Alloyed will contribute its expertise in developing novel and innovative new alloys using its Alloy by Design (ABD®) platform for both casting and additive manufacturing as well as the capabilities of its Engine® platform for increasing additive manufacturing performance, together with the expertise of BCAST and Gestamp in their respective fields of casting research and world-class global manufacturing of automotive parts. 

The aim is to combine the low cost-per-part capabilities of casting with the design and production flexibility of additive manufacturing. In this way, automotive manufacturers will be able to cast their standard components across multiple models, and subsequently, use metal additive manufacturing to customise those standard parts for specific variants at the volumes required.

To date, research in this area has mostly focussed on steel materials. However, while steel remains a relatively low-cost material, the complex supply chains and/or expensive new machines have been a barrier to large-scale hybridisation reaching the mainstream. Moreover, research on hybridisation using aluminium ( or alloys thereof) has been limited by traditional cast/wrought alloys which, when used with additive manufacturing processes, resulting in poor mechanical performance. Similarly, current aluminium alloy additive manufacturing powders are generally not suited for automotive production applications as they are expensive and result in poorer mechanical properties with many defects. 

The CHAMPP programme seeks to build on the consortium's prior alloy and hybridisation research to develop and test new aluminium alloys better suited to future automotive needs. The focus will be on developing alloys that can first be cast and then subsequently built on to produce custom/complex features using AM techniques with a compatible alloy that maintains mechanical properties and performance. 

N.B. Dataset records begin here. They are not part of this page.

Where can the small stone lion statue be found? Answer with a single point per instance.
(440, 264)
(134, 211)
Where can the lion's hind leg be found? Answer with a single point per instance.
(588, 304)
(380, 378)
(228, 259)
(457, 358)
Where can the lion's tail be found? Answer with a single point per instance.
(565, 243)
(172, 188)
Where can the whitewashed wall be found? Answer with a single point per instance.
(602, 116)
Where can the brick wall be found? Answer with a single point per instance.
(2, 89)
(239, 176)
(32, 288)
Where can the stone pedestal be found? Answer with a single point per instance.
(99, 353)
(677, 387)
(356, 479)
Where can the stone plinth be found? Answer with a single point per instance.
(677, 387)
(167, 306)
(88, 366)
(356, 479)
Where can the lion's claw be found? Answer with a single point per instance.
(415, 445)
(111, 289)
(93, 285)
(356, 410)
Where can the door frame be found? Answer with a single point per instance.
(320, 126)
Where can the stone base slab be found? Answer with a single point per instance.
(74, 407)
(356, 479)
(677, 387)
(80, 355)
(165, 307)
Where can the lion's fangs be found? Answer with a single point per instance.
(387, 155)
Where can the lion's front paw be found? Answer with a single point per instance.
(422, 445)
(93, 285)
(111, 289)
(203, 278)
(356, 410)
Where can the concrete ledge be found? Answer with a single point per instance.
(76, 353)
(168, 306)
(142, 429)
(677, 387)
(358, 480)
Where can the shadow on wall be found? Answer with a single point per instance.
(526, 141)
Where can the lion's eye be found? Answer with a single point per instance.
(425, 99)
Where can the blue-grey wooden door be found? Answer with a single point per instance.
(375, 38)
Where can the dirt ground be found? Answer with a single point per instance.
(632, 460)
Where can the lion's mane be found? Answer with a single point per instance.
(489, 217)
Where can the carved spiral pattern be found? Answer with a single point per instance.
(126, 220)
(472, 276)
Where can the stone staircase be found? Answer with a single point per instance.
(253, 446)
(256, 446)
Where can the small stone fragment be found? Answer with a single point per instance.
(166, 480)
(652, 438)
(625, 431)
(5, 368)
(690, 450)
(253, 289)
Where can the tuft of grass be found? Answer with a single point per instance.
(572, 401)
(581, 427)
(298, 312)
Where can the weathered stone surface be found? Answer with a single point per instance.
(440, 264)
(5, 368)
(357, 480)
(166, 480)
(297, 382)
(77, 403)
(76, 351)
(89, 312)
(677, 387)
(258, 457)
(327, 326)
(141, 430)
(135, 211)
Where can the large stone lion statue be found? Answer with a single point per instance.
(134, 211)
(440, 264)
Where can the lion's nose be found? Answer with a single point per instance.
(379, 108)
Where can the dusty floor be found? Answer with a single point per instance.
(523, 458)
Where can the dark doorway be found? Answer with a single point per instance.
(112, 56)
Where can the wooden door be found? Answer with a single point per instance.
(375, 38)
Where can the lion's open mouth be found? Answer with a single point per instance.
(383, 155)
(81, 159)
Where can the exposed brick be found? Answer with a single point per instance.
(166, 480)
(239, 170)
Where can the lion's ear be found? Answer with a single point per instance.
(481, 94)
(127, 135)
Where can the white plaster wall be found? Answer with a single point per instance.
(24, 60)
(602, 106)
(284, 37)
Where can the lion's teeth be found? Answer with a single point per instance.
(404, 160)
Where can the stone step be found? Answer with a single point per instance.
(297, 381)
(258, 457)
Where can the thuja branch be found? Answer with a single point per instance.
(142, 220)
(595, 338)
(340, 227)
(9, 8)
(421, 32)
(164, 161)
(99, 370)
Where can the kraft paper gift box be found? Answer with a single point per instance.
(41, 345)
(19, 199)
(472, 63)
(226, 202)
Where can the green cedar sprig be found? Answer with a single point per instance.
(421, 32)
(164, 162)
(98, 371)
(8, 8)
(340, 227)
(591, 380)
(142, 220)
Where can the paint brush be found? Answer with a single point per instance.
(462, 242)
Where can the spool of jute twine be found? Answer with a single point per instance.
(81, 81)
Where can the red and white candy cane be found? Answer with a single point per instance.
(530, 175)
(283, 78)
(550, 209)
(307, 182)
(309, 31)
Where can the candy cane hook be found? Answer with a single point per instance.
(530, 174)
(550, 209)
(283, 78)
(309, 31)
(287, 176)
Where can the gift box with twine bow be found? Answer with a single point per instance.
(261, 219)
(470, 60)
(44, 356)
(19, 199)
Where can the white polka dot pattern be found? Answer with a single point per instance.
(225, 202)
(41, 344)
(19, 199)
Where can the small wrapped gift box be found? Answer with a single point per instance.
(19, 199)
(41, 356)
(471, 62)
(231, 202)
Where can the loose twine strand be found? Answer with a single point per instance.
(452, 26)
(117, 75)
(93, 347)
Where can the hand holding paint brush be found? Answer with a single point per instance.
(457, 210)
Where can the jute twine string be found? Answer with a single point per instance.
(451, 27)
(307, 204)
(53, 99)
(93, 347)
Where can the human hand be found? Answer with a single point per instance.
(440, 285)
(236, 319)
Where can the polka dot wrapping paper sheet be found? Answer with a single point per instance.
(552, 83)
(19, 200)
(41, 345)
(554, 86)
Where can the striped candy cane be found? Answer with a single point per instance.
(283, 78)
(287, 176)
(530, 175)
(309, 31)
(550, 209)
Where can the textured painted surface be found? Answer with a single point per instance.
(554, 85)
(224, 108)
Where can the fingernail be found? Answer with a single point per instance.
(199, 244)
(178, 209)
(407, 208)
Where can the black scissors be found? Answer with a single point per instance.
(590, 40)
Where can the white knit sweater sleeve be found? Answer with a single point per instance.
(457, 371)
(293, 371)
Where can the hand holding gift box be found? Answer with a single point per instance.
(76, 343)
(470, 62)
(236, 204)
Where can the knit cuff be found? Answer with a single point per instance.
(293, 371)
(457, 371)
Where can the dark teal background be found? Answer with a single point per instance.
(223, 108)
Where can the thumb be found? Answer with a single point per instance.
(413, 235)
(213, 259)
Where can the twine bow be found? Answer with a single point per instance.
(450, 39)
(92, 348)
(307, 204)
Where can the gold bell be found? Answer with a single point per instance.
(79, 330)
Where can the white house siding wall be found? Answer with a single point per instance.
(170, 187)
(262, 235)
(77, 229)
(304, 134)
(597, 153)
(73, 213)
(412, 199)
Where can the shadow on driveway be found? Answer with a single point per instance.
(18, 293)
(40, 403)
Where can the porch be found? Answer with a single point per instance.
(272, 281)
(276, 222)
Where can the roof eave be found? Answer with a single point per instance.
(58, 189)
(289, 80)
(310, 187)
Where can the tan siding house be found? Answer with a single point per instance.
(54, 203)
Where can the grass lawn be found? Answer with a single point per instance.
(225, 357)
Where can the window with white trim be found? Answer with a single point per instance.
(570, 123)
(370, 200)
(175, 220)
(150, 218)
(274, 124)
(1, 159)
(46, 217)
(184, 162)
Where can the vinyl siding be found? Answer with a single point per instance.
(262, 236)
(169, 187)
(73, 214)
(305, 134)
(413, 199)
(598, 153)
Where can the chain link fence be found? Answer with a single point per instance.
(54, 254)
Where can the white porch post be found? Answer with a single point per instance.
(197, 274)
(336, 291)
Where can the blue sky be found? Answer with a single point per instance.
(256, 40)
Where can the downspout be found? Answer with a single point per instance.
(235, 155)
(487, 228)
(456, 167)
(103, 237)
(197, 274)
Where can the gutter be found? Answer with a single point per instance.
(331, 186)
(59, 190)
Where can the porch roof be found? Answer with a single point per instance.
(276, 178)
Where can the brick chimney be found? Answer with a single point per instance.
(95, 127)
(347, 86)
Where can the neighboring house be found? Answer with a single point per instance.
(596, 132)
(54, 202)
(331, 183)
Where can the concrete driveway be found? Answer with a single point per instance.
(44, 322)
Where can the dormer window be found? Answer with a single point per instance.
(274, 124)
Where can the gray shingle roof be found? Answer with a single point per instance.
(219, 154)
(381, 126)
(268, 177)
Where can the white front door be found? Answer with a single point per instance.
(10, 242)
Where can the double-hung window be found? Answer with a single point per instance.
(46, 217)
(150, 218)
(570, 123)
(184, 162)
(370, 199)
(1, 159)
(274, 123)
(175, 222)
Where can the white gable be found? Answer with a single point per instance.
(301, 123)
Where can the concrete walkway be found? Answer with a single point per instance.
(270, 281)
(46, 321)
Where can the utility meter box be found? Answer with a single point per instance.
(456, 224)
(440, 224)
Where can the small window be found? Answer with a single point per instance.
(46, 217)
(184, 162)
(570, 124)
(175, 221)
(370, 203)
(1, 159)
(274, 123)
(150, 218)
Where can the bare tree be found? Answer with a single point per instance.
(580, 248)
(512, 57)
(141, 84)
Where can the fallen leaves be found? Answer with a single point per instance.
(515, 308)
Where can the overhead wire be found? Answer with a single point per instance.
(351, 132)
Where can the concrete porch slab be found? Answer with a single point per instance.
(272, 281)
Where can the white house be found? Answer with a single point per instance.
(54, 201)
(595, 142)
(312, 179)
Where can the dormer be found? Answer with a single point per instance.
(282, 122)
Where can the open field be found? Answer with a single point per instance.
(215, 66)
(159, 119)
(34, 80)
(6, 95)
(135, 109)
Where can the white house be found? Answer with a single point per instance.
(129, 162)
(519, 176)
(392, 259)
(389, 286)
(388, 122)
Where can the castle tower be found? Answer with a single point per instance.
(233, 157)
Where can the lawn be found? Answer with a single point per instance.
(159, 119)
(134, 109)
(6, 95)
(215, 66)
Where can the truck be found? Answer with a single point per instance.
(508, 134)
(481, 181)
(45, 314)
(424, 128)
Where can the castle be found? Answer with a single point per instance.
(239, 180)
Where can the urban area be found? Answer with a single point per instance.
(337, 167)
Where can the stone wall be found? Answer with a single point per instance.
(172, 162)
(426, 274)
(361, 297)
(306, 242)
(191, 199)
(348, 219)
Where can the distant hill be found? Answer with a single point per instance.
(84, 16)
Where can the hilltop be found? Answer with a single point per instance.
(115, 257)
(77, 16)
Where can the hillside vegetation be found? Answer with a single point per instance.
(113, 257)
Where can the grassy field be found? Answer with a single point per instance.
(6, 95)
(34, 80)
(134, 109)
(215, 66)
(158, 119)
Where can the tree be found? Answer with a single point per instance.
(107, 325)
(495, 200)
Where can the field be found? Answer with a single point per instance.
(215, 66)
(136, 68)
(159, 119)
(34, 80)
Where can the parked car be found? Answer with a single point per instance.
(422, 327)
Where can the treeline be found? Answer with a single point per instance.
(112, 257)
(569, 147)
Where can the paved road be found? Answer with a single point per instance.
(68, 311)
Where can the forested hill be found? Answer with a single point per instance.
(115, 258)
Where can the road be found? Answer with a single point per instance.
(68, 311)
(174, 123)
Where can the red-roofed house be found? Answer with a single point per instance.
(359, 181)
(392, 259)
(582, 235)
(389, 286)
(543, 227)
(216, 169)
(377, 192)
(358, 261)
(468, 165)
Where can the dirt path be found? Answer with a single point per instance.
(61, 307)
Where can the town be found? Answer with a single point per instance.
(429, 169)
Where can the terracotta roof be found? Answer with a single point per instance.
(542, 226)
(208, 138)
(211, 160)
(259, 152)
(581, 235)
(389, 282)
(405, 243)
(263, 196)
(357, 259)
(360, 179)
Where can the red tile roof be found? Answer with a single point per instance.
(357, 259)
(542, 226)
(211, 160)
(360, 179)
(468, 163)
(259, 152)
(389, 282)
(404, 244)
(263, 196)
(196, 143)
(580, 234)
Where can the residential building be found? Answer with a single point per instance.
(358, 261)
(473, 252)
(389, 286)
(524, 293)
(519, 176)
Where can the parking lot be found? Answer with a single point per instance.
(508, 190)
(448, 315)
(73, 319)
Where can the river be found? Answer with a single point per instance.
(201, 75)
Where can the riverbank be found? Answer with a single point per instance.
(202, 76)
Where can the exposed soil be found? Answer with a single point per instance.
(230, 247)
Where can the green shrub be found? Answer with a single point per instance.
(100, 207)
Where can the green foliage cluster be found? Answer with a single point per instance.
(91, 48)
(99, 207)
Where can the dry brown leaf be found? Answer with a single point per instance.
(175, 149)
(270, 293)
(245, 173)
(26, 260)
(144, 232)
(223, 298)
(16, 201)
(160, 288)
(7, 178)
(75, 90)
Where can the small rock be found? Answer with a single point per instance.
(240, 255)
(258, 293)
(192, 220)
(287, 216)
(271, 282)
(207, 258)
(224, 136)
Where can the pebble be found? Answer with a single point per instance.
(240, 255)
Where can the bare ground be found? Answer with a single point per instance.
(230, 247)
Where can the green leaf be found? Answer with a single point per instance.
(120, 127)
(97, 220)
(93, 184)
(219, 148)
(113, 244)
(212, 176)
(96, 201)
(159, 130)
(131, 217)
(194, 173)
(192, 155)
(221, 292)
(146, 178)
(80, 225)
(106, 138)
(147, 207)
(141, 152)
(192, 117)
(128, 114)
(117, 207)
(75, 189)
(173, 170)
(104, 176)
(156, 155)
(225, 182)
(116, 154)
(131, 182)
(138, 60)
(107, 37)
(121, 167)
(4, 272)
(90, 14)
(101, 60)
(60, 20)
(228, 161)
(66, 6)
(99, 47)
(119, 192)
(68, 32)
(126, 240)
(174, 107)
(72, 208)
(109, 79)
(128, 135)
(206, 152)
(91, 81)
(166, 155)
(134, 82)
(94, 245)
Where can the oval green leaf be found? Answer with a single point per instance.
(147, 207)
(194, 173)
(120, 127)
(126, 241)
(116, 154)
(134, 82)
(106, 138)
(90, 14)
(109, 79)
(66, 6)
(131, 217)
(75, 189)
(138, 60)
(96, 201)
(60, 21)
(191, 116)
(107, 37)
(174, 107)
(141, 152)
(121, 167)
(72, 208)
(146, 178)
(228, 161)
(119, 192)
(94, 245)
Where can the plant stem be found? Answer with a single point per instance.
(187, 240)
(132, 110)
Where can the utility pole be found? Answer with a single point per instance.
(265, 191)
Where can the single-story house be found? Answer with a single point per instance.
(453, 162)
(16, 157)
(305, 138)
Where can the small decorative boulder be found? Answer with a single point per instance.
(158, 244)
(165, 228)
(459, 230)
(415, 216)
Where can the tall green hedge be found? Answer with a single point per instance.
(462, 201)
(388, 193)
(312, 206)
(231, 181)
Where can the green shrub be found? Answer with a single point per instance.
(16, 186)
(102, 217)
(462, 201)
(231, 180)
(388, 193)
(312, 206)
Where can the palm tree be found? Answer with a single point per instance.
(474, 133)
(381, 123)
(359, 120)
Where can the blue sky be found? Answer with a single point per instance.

Meet the Principal Investigator(s) for the project

Professor Shouxun Ji - Prof. Shouxun Ji is currently a Professor at Brunel University London. He has been focusing on the development of lightweight materials and structures for the automotive industry, aerospace, powered tools, and other sectors. The main activities include purpose-developed aluminium alloys and magnesium alloys with improved ductility, strength (at ambience and elevated temperatures), modulus and thermal conductivity, and the hybrid structures using different materials and different joining techniques. He is also working on new materials and structures for special applications, such as materials for explosive cords and high strength casting materials for aircraft. His works have helped industrial partners to deliver several products in massive manufacturing. Recently, he worked with world leading company to develop magnesium alloys for small engine applications, which requires improved strength and thermal conductivity at room temperature and at elevated temperatures. Prof. Ji have plenty experiences in high pressure die casting including die structure design, gating system design and optimisation, casting process and casting materials. He also worked extensively on other shaped-casting processes such as sand casting, gravity casting, low pressure die casting, semi-solid metal processing of rheo-die casting, rheo-extrusion, and rheo-twin roll casting. His previous works also included cast irons (spheroidal graphite cast iron and austempered ductile iron) and copper alloys. Prof. Ji has published more than 130 papers in the peer-reviewed scientific Journals and more than 20 international patents. He is the member of three ISO technical committee and one BSI technical committee and the editorial member of three scientific journals. He received the innovation award from CMF UK in 2017.